Su Gui, Deng Dongyuan
Department of Clinical Research and Medical Science, Medtronic China, Beijing, China.
Expert Rev Med Devices. 2023 Mar;20(3):167-178. doi: 10.1080/17434440.2023.2184258. Epub 2023 Mar 1.
The rapid growth of the medical device industry has driven the evolution of regulatory guidance on medical device clinical evaluation (MDCE) of the China National Medical Products Administration (NMPA), which consequently influences pre-market and post-approval clinical evaluation (CE) strategies.
We aimed to investigate the 3-stage evolution of NMPA regulatory guidance on MDCE (1. The era before specific CE guidance, 2. 2015 CE Guidance, and 3. 2021 CE Guidance Series), analyze the gaps between each stage, and assess the evolution's impact on pre-market and post-approval CE strategies.

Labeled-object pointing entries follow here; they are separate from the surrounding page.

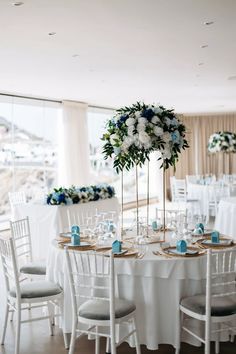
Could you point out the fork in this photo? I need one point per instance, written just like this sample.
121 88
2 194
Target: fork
140 255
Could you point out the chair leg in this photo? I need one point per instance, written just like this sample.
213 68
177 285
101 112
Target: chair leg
178 332
73 337
50 318
207 338
5 324
137 345
18 324
217 342
108 346
97 343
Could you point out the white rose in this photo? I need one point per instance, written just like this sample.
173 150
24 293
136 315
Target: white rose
140 127
157 110
126 143
144 138
130 121
130 130
114 138
166 137
142 120
168 121
158 131
166 154
155 119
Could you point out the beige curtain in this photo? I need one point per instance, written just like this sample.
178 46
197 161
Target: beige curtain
74 168
196 159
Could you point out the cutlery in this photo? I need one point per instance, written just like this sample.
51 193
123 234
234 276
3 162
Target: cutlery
140 255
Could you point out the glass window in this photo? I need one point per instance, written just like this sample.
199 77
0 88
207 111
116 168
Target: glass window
28 147
102 170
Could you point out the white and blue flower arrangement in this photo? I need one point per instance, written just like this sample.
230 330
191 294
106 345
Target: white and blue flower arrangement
76 195
136 131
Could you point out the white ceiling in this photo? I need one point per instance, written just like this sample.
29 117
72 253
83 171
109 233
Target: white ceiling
128 50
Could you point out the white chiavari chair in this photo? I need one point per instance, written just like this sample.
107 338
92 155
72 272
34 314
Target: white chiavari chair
92 286
22 294
20 232
217 306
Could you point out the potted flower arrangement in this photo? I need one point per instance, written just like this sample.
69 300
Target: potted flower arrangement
136 131
222 142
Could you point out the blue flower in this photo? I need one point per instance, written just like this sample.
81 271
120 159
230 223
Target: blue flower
148 113
175 136
49 199
61 198
121 121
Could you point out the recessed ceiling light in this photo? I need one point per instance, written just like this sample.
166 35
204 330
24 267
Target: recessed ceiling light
231 78
208 23
17 3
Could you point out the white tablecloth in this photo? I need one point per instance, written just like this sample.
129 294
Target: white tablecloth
202 193
155 284
47 221
225 221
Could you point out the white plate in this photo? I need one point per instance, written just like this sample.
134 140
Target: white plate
82 244
221 243
189 252
65 234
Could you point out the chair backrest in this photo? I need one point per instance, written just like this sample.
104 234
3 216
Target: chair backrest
17 198
192 178
20 233
179 190
9 265
221 275
172 216
91 276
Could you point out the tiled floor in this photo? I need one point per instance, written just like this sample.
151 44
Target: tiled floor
35 339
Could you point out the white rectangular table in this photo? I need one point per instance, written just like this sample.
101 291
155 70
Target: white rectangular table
47 221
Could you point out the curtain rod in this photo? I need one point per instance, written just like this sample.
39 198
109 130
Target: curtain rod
50 100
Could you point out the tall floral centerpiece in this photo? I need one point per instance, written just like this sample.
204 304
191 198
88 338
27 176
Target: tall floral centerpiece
224 142
136 131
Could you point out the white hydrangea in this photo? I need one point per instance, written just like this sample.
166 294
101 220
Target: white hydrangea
140 127
155 120
157 110
114 138
166 137
144 138
142 121
158 131
128 141
131 130
166 154
130 121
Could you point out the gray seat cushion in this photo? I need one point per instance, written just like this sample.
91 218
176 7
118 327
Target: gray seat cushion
34 268
221 306
36 289
99 309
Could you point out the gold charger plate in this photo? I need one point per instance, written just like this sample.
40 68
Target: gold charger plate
88 247
166 251
130 252
215 245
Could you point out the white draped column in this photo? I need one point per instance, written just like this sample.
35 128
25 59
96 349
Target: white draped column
73 159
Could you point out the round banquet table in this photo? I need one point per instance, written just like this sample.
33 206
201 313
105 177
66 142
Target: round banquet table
225 221
201 192
155 283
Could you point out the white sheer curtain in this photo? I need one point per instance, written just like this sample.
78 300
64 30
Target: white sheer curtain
73 159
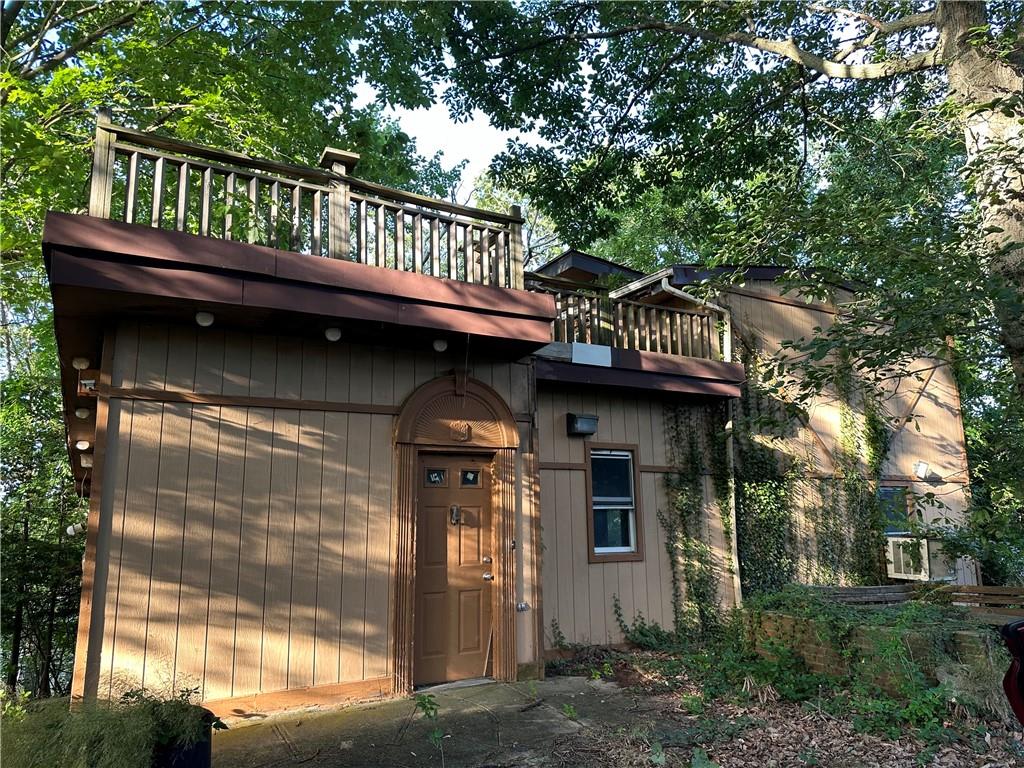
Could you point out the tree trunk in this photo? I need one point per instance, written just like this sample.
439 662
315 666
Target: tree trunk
988 88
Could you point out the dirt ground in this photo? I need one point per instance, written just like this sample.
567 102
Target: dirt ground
567 722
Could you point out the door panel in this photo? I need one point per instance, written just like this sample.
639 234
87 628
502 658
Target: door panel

The fundamental principles of the NMPA 2021 CE Guidance Series were transformed from the 2019 International Medical Device Regulatory Forum documents. Compared with the 2015 guidance, the 2021 CE Guidance Series further clarifies the CE definition by emphasizing the ongoing activity of CE through an entire product lifecycle and the use of scientifically sound methods for CE and narrows the pre-market CE pathways into the equivalent device and clinical trial pathways. The 2021 CE Guidance Series simplifies the process for selecting the pre-market CE strategy but does not specify post-approval CE update cadency and general requirements for post-market clinical follow-up.
医疗器械行业的快速发展推动了中国国家药品监督管理局(NMPA)对医疗器械临床评价(MDCE)监管指南的演变,进而影响上市前和批准后临床评价(CE)策略。

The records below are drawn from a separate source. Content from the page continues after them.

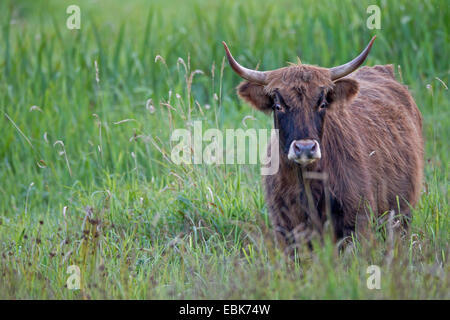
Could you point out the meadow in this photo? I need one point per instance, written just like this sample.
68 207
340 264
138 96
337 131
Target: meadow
86 177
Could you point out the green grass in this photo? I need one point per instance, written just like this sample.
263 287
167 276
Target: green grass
158 230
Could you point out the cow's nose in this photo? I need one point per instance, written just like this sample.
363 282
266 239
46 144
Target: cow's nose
304 151
303 147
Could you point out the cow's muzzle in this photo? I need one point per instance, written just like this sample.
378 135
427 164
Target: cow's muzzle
304 151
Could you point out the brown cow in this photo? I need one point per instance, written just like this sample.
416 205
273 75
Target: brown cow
363 132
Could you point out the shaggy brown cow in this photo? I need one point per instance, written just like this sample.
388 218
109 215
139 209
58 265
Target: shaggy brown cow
363 132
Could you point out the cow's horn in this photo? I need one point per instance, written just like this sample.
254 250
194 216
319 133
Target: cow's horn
349 67
259 77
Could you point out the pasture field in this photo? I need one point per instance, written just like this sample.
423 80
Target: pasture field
85 172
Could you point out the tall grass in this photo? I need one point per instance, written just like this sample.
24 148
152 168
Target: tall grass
85 175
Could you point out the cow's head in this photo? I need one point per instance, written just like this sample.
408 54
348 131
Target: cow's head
299 97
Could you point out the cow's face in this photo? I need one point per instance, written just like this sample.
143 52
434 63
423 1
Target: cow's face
299 98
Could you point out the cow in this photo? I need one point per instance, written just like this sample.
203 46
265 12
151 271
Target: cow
359 130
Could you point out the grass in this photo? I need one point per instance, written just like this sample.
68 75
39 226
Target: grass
81 186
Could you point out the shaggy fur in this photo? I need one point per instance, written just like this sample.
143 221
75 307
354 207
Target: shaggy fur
370 135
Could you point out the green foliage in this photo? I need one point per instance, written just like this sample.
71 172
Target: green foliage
108 199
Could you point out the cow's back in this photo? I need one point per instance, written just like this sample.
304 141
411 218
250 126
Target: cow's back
391 129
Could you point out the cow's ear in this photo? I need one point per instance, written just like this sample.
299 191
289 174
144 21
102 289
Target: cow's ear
344 90
255 95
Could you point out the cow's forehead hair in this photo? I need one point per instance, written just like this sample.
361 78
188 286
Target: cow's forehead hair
296 80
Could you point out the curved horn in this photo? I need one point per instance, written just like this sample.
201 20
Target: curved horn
349 67
259 77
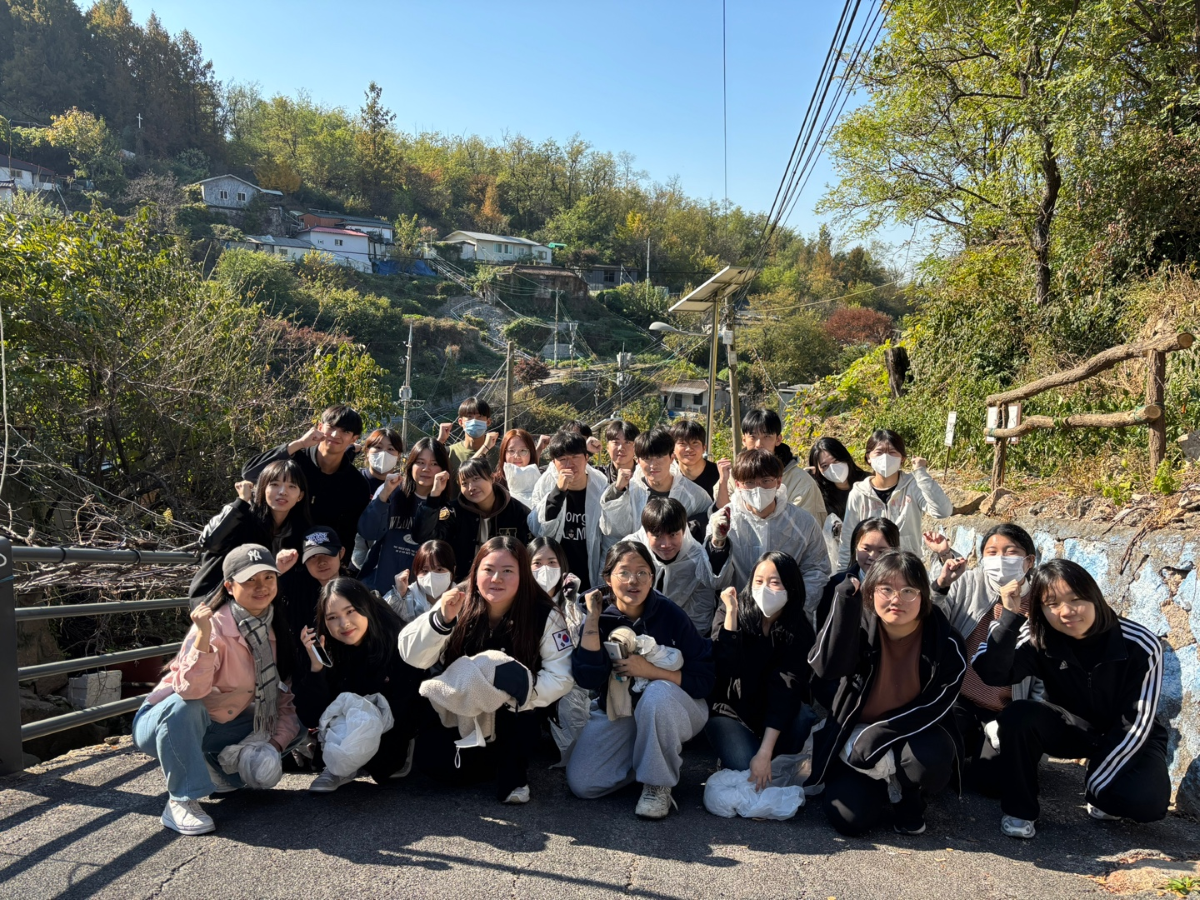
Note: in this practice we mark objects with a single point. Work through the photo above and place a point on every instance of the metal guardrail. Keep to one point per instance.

我们旨在研究NMPA关于MDCE监管指南的三个阶段演变(1. 特定CE指南出台前的时代,2. 2015年CE指南,3. 2021年CE指南系列),分析各阶段之间的差距,并评估这种演变对上市前和批准后CE策略的影响。
NMPA 2021年CE指南系列的基本原则源自2019年国际医疗器械监管论坛文件。与2015年指南相比,2021年CE指南系列通过强调在整个产品生命周期中持续进行CE活动以及使用科学合理的CE方法,进一步明确了CE定义,并将上市前CE途径缩小为等同器械和临床试验途径。2021年CE指南系列简化了选择上市前CE策略的流程,但未明确批准后CE更新节奏以及上市后临床随访的一般要求。